This article should be of use to foresters and scientists in Turkey and central Europe who are working with this important and valuable tree species in the face of climate change.

It gives an overview of the seed harvesting stands, gene-conservation stands and seed orchards that ensure the survival of the Lebanese cedar and form the basis for its future cultivation. It presents the important activities of tree nurseries, and describes how planting material is produced.

The stand establishment activities presented are of crucial importance for all practitioners. Experience gained in afforestation measures with this species could be a basis for future provenance trials, new seed orchards and assisted migration.
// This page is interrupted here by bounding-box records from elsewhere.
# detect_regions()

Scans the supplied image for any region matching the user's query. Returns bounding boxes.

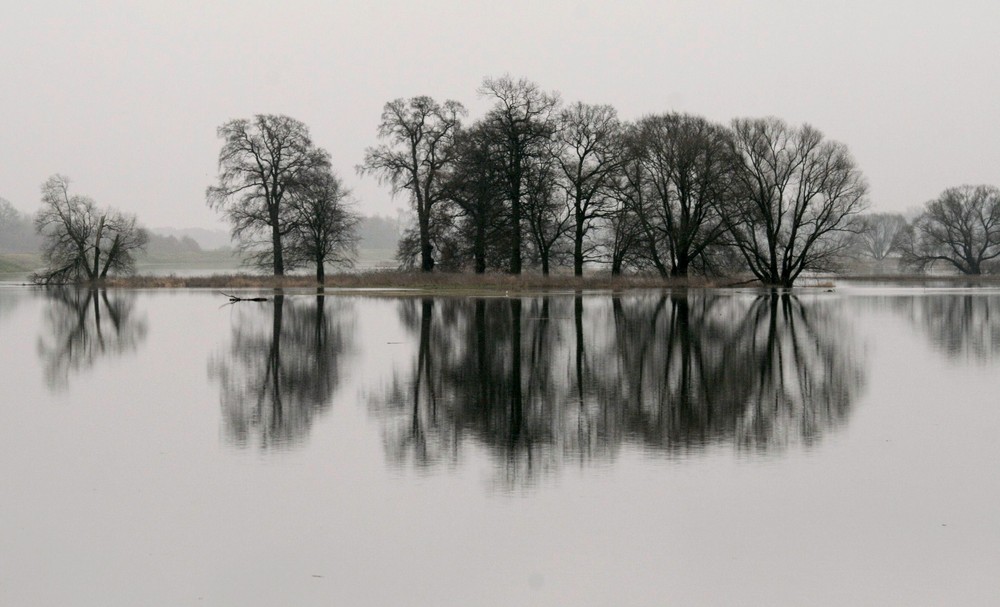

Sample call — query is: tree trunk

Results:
[271,223,285,276]
[573,213,583,276]
[417,210,434,272]
[510,183,521,274]
[472,222,486,274]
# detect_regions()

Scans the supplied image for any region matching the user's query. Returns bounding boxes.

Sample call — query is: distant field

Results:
[0,253,42,274]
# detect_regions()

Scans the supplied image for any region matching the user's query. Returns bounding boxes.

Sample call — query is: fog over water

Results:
[0,285,1000,605]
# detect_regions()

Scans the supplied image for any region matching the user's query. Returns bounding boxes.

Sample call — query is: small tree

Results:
[901,185,1000,274]
[34,175,149,284]
[854,213,906,263]
[288,171,359,284]
[479,76,559,274]
[206,114,330,276]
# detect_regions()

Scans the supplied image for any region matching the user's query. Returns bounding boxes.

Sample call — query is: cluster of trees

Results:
[0,198,41,253]
[854,185,1000,275]
[206,114,358,282]
[358,76,868,285]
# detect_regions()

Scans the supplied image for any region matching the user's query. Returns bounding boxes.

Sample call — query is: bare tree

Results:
[206,114,330,276]
[288,171,359,284]
[854,213,906,263]
[34,175,149,284]
[479,75,559,274]
[901,185,1000,274]
[722,118,868,287]
[358,96,466,272]
[556,102,621,276]
[635,114,731,276]
[523,157,573,276]
[443,124,508,274]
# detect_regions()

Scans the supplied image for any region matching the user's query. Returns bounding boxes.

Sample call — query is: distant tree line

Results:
[358,76,868,285]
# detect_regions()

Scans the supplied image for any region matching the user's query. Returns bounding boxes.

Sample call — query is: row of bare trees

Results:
[854,185,1000,275]
[358,76,868,285]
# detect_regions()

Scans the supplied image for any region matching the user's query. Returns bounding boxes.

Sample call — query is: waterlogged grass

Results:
[95,270,750,294]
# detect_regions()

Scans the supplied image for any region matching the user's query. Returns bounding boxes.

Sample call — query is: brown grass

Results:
[95,271,760,293]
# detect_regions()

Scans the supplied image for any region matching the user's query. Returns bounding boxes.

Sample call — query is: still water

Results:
[0,286,1000,606]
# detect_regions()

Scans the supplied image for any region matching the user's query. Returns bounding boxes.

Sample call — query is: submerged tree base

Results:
[82,271,756,292]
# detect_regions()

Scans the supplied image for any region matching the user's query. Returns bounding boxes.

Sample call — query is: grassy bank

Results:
[90,270,748,293]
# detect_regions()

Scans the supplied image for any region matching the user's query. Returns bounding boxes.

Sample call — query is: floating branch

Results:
[219,291,268,303]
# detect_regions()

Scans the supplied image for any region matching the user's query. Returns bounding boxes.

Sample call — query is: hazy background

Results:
[0,0,1000,228]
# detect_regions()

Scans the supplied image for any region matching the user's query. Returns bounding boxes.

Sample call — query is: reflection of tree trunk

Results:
[573,291,584,406]
[510,298,524,452]
[262,295,285,435]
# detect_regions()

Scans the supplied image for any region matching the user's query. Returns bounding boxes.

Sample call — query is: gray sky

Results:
[0,0,1000,227]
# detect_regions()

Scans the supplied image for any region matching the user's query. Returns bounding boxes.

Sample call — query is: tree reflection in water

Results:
[208,295,351,449]
[38,288,146,389]
[377,294,864,484]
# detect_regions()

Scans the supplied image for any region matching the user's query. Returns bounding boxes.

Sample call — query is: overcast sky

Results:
[0,0,1000,227]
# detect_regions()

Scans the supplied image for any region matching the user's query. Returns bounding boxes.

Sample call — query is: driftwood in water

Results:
[219,291,268,303]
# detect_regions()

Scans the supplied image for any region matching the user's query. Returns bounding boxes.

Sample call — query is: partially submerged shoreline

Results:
[11,270,1000,295]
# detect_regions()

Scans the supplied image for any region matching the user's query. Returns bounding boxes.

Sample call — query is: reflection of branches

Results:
[209,295,349,448]
[38,288,146,387]
[888,293,1000,361]
[372,294,863,482]
[0,290,21,322]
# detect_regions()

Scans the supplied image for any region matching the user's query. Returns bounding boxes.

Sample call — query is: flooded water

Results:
[0,286,1000,606]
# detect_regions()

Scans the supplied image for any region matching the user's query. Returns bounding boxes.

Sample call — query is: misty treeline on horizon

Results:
[0,75,1000,286]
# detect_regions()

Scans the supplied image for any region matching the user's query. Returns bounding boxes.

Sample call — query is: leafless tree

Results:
[635,114,731,276]
[358,96,466,272]
[479,75,559,274]
[443,124,509,274]
[901,185,1000,274]
[288,171,359,284]
[556,102,622,276]
[206,114,330,276]
[522,156,573,276]
[854,213,906,263]
[722,118,868,287]
[34,175,149,284]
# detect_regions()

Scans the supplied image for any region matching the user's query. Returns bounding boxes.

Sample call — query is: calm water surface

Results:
[0,286,1000,606]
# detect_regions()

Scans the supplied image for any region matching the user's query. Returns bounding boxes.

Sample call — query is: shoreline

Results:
[7,270,1000,295]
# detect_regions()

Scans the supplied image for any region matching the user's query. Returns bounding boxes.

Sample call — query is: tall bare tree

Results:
[206,114,330,276]
[34,175,149,283]
[358,96,466,272]
[901,185,1000,274]
[635,114,731,276]
[288,171,360,284]
[855,213,906,263]
[556,102,621,276]
[723,118,868,287]
[479,75,559,274]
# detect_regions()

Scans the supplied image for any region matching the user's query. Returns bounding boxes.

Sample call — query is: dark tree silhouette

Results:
[900,185,1000,274]
[288,171,359,284]
[208,295,352,449]
[206,114,330,276]
[479,76,559,274]
[38,288,146,389]
[556,102,622,276]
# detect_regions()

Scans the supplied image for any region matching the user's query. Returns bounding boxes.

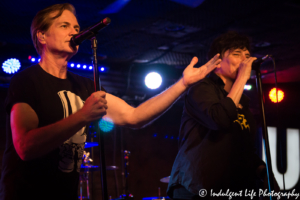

Natural occurrence of the Lebanese cedar

In Turkey, 899,522 ha of forest areas had been afforested or reforested by 2020 and a total of 3,254,169 ha of forests had been artificially established. The Lebanese or Taurus cedar (Cedrus libani A. Rich.) is a frequently used tree species in this. Its natural range stretches across Turkey, Lebanon and Syria (Fig. 1).

The Lebanon cedar forests in Turkey cover an area of 482,391 ha, making up more than half of the species’ total distribution area globally. In the Taurus Mountains this species can be found at altitudes of 800 m to 2,100 m a.s.l.. Although the Lebanon cedar is considered a symbol of longevity, sanctity and peace, it is classified as a vulnerable species by the IUCN, due to its limited range, the degradation of its habitat, and the loss of mature individual specimens. It is endangered among other things by grazing of the forests by goats, urbanisation, overexploitation of the stands, pest infestations, and damage caused by winter sports.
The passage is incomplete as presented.